The air is beginning to get crisp and the leaves are making their final brilliant warm-toned offerings before falling to become one with the Earth. As we also make our way through Libra season (September 23 – October 22), many of us may be feeling the melancholy that comes in the moments just before something or someone flies away. It can be a time of grief and mourning, a time to make peace with past versions of ourselves that we are outgrowing, and while traditionally associated with the harvest, autumn can be both spiritually potent and challenging as we resist or embrace change.
The fiery summer energy is winding down for the northern half of the Earth, beckoning us to honor both the idea and the reality of the harvest as part of this phase of the natural cycle of life. In many indigenous cultures, the year’s four focal points—the Winter and Summer Solstices and the Spring and Autumn Equinoxes—were believed to mirror the individual’s internal spiritual cycles or journeys. If we are attuned to how nature’s rhythms align symbiotically with our own, this consciousness may help us see how the phases of growth, harvest, death, and rebirth manifest in our own lives more clearly.
Shifting our ritual practices to those that honor what we have, celebrate our prosperity, and express our sincere gratitude in a ceremonial way can help bring more balance and harmony to the fertile soil of our personal growth cycles during the early days of autumn. This shift can feel destabilizing for some of us, especially if we’ve been caught up in the desire to hang on to late summer pleasures like rest and play, perhaps trying to push the arrival of the darker season back a little longer in our hearts and minds.
Whether we’re ready or not, things are slipping away as we enter the fall season.

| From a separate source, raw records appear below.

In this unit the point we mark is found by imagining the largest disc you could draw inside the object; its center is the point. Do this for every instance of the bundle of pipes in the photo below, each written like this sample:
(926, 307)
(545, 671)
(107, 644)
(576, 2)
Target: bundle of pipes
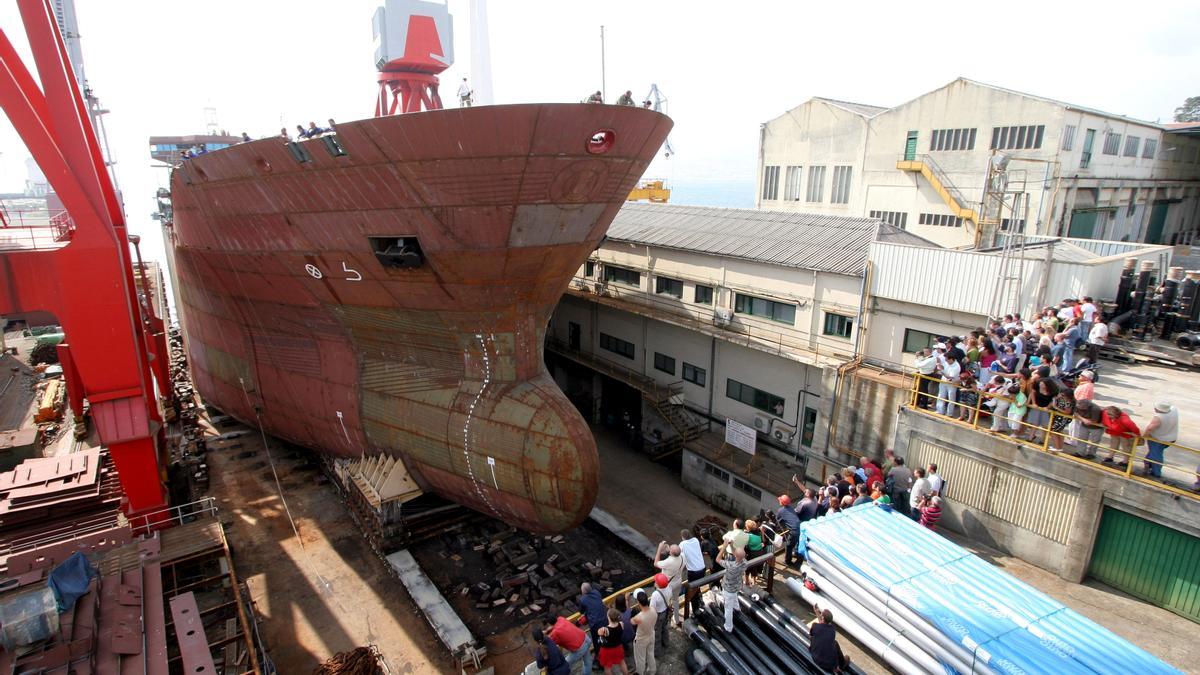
(927, 605)
(767, 639)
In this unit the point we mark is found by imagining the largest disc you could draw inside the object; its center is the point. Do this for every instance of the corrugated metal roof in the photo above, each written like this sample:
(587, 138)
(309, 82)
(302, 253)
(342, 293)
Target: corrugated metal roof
(822, 243)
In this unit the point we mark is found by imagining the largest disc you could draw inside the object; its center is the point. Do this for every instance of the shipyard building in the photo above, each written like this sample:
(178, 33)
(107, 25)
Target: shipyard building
(928, 166)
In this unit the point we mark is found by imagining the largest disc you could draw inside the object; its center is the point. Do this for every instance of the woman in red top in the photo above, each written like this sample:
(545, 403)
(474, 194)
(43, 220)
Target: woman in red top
(1122, 432)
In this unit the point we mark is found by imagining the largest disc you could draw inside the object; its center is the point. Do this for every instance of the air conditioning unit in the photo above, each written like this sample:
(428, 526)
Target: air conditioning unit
(781, 431)
(723, 316)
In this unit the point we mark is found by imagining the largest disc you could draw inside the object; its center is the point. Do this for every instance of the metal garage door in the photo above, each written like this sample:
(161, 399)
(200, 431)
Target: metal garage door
(1147, 560)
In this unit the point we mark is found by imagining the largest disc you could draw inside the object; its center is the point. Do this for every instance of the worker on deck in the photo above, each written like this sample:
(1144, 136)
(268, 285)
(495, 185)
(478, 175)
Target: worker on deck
(465, 94)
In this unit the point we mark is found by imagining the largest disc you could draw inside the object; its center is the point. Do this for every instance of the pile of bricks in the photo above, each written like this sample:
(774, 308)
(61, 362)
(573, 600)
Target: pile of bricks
(529, 574)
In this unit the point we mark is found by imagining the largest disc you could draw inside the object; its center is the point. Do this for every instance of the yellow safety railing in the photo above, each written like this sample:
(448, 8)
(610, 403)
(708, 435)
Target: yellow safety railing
(1123, 453)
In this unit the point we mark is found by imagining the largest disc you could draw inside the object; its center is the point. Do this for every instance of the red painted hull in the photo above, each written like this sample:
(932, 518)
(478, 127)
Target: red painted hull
(287, 311)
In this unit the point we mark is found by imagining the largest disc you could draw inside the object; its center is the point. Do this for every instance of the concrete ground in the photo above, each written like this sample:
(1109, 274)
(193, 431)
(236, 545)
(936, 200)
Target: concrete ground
(321, 589)
(1137, 387)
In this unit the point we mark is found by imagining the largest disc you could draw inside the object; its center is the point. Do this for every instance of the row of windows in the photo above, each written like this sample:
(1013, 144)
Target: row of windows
(1017, 137)
(755, 398)
(617, 346)
(622, 275)
(899, 219)
(815, 187)
(952, 139)
(942, 220)
(774, 310)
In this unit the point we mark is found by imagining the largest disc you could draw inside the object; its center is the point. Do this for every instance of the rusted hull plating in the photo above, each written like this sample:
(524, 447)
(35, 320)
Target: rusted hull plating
(288, 312)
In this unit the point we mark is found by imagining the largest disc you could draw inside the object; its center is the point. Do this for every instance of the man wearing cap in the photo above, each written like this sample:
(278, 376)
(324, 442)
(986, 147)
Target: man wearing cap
(1163, 429)
(672, 568)
(947, 390)
(787, 517)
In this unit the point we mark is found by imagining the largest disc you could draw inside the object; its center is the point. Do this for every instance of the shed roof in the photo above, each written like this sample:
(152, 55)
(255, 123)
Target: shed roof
(816, 242)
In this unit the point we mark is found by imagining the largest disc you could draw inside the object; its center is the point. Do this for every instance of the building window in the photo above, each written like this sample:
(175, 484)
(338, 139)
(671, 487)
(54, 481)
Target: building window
(617, 346)
(792, 184)
(816, 184)
(667, 286)
(1085, 157)
(755, 398)
(1111, 143)
(838, 324)
(943, 139)
(743, 487)
(1068, 137)
(941, 220)
(1132, 143)
(840, 193)
(899, 219)
(713, 470)
(916, 340)
(771, 184)
(693, 374)
(783, 312)
(1017, 137)
(622, 275)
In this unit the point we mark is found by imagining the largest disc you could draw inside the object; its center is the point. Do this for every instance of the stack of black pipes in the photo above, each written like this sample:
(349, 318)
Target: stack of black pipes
(767, 639)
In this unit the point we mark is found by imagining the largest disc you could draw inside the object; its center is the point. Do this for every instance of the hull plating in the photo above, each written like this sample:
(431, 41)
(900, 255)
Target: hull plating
(289, 315)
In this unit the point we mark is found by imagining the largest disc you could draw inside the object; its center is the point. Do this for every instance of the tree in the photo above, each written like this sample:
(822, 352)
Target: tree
(1189, 111)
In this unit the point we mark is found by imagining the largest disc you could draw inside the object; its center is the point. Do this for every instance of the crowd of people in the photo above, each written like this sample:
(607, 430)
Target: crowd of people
(637, 626)
(1021, 377)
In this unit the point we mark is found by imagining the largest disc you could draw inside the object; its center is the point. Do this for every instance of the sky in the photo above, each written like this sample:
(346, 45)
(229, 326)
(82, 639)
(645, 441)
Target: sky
(725, 67)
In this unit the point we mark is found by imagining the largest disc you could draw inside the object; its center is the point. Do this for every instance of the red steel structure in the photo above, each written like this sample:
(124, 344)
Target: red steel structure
(93, 291)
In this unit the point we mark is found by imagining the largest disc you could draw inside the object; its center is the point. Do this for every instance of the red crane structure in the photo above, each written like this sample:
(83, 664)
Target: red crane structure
(411, 53)
(82, 270)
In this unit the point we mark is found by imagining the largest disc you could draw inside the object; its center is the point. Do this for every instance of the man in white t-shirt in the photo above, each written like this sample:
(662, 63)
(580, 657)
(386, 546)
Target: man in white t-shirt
(1089, 310)
(921, 488)
(1097, 338)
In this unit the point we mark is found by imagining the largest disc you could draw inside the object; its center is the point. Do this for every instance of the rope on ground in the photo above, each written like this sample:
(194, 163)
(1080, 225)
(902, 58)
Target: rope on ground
(361, 661)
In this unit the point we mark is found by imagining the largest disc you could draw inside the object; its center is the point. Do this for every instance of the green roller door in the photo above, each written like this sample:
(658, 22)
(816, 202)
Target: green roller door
(1150, 561)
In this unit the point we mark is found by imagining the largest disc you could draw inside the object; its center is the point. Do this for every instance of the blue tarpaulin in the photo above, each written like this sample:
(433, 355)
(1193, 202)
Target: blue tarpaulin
(1007, 623)
(70, 580)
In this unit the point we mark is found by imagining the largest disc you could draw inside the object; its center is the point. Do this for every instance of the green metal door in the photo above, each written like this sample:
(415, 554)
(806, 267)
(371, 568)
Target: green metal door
(1149, 560)
(1083, 225)
(1157, 220)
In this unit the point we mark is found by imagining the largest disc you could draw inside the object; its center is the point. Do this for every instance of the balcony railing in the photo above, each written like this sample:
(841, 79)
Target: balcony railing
(1054, 436)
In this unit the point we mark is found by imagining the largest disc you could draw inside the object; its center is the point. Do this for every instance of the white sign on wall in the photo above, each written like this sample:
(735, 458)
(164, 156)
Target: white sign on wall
(741, 436)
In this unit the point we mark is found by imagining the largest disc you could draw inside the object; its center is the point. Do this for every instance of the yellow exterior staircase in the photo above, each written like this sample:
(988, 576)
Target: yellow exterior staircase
(940, 183)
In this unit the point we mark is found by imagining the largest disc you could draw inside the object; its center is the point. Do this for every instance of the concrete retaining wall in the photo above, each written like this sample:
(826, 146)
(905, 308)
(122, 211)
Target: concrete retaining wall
(1038, 507)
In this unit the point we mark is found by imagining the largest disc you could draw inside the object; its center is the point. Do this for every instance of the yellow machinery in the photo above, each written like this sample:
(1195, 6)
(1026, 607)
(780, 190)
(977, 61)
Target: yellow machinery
(652, 191)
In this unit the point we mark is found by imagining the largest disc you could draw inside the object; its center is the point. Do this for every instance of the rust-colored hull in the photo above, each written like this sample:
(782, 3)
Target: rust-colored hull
(287, 311)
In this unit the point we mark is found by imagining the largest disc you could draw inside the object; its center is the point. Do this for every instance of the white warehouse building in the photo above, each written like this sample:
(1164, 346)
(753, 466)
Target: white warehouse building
(1065, 171)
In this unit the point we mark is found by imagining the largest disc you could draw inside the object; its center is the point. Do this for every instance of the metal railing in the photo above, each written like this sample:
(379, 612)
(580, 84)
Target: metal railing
(35, 230)
(1053, 435)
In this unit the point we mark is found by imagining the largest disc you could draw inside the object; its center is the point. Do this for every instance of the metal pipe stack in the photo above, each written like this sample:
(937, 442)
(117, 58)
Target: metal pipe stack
(927, 605)
(767, 639)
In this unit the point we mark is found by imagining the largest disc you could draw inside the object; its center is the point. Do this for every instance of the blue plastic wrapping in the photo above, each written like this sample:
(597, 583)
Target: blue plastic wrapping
(1002, 621)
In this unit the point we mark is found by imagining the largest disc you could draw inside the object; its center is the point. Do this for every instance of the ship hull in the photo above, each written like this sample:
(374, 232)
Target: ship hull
(292, 320)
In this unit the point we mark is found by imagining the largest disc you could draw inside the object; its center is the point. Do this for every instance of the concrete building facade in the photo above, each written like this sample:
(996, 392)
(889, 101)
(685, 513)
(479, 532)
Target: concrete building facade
(1065, 171)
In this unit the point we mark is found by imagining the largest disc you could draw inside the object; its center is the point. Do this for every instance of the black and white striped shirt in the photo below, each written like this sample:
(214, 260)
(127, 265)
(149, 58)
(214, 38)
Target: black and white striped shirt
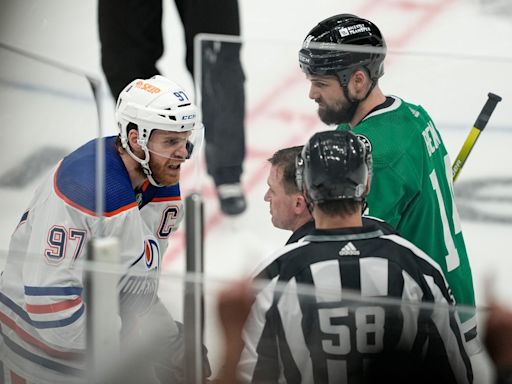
(326, 334)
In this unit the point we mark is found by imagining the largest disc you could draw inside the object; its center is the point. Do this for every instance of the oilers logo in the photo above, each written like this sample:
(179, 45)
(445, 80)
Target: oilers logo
(138, 288)
(151, 254)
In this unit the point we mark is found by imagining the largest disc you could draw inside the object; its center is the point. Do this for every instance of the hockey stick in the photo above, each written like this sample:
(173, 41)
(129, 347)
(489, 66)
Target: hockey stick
(480, 123)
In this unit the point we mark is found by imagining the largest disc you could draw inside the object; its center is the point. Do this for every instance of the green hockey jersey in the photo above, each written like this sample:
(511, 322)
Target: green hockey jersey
(412, 188)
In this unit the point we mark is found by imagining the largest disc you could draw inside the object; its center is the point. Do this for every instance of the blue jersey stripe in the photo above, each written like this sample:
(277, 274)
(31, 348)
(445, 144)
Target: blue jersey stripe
(53, 291)
(50, 364)
(40, 324)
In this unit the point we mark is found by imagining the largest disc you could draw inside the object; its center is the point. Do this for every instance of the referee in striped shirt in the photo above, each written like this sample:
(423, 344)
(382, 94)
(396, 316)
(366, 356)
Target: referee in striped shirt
(330, 335)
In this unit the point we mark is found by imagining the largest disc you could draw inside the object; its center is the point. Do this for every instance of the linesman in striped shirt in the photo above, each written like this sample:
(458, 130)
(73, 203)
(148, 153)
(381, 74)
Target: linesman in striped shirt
(399, 326)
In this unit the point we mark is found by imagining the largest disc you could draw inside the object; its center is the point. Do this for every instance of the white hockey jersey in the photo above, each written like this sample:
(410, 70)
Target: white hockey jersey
(42, 312)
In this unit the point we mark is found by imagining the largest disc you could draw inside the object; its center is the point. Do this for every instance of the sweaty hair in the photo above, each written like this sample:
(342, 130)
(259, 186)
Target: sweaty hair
(285, 159)
(345, 207)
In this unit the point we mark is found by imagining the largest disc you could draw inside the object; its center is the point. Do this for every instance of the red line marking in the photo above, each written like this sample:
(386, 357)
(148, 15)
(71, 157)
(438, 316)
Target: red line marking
(430, 11)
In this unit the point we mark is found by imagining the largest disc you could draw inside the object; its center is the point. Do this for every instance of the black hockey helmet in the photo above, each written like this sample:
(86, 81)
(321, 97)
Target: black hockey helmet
(324, 52)
(334, 165)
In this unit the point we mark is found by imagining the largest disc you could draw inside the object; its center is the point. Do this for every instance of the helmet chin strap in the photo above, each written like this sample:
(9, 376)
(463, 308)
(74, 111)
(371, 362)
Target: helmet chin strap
(354, 103)
(143, 162)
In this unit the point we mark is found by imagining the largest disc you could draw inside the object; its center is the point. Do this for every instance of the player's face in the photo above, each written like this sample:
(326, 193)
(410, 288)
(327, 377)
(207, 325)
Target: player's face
(281, 203)
(168, 151)
(333, 106)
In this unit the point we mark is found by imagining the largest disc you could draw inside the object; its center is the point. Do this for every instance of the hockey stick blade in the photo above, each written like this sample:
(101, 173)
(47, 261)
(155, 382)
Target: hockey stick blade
(478, 127)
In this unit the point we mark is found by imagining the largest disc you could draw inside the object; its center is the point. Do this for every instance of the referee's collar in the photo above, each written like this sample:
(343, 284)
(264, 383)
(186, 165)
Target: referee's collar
(344, 234)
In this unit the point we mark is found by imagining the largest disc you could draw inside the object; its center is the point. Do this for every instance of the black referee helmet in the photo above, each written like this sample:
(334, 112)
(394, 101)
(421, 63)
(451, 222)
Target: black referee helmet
(334, 165)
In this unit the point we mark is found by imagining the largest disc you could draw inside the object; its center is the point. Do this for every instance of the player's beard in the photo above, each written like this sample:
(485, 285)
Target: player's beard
(342, 112)
(164, 174)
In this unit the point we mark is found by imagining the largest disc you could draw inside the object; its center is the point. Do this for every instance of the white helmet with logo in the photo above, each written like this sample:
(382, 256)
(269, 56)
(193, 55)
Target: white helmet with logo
(156, 103)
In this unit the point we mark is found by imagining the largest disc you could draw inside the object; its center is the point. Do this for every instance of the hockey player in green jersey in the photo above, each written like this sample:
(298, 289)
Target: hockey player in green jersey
(411, 187)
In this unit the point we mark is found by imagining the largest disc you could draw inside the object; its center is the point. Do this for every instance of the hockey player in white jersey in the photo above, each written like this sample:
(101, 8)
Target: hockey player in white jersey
(42, 310)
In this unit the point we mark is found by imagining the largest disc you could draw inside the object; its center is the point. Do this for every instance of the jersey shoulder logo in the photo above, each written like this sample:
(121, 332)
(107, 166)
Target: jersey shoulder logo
(366, 142)
(349, 250)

The light of the Sun and her warmth on our skin, the pauses from obligations as we basked in summer adventures, and the long-stretching days are now coming to a close. This might be just the right moment for us to invite more balance into our lives to ground and prepare ourselves for how cooler days could try to tip our physical, emotional, mental, and spiritual balance in more ways than one. What’s one thing you could adapt or adjust in your daily routine to welcome a new equilibrium into your life with curiosity and intention?
Autumn Rituals + Harvest Ceremonies
For as long as humans have existed, they have ritualized birth, death, and rebirth through ceremonies and ritual gatherings, evoking magick through spells, potions, and other witchcraft practices. Autumn is a particularly vibrant season for people around the world to share in traditions that incorporate both spiritual and ancestral beliefs. Here are some rituals that highlight how people around the world shower this season in their gratitude and light with feasting, music, family, love, and other sacred offerings.
Mid-Autumn Festival (Throughout Asia + The Asian Diasporas)
Known by many names—Zhong Qiu Jie, Mooncake Festival, Chuseok, and others—the Mid-Autumn Festival is marked by the gathering of families and loved ones to share stories and to hold ancestral rituals. Also celebrated as the Moon Festival, many Chinese cultures view the full moon as symbolic of reunion, which is one of the reasons their families gather to share mooncakes and enjoy a reunion dinner together. To spark some kitchen magick, try Chinese Mung Bean Mooncakes with pumpkin filling, a high protein, vegan, and magickal dessert for the Moon rabbit and Moon goddess.
Diwali (India + The Asian/South Asian Diasporas)
Between October and November each year, South Asians take part in a festival of lights that has traditionally been associated by many celebrants with the goddess of prosperity, Lakshmi. The celebration is marked by wearing new clothes, exchanging gifts, eating special foods, adorning the home with colorful sand, lamps, candles, and other bright decorations, the exchanging of gifts, and lanterns symbolizing light’s triumph over darkness adorning all of the streets of the subcontinent and beyond.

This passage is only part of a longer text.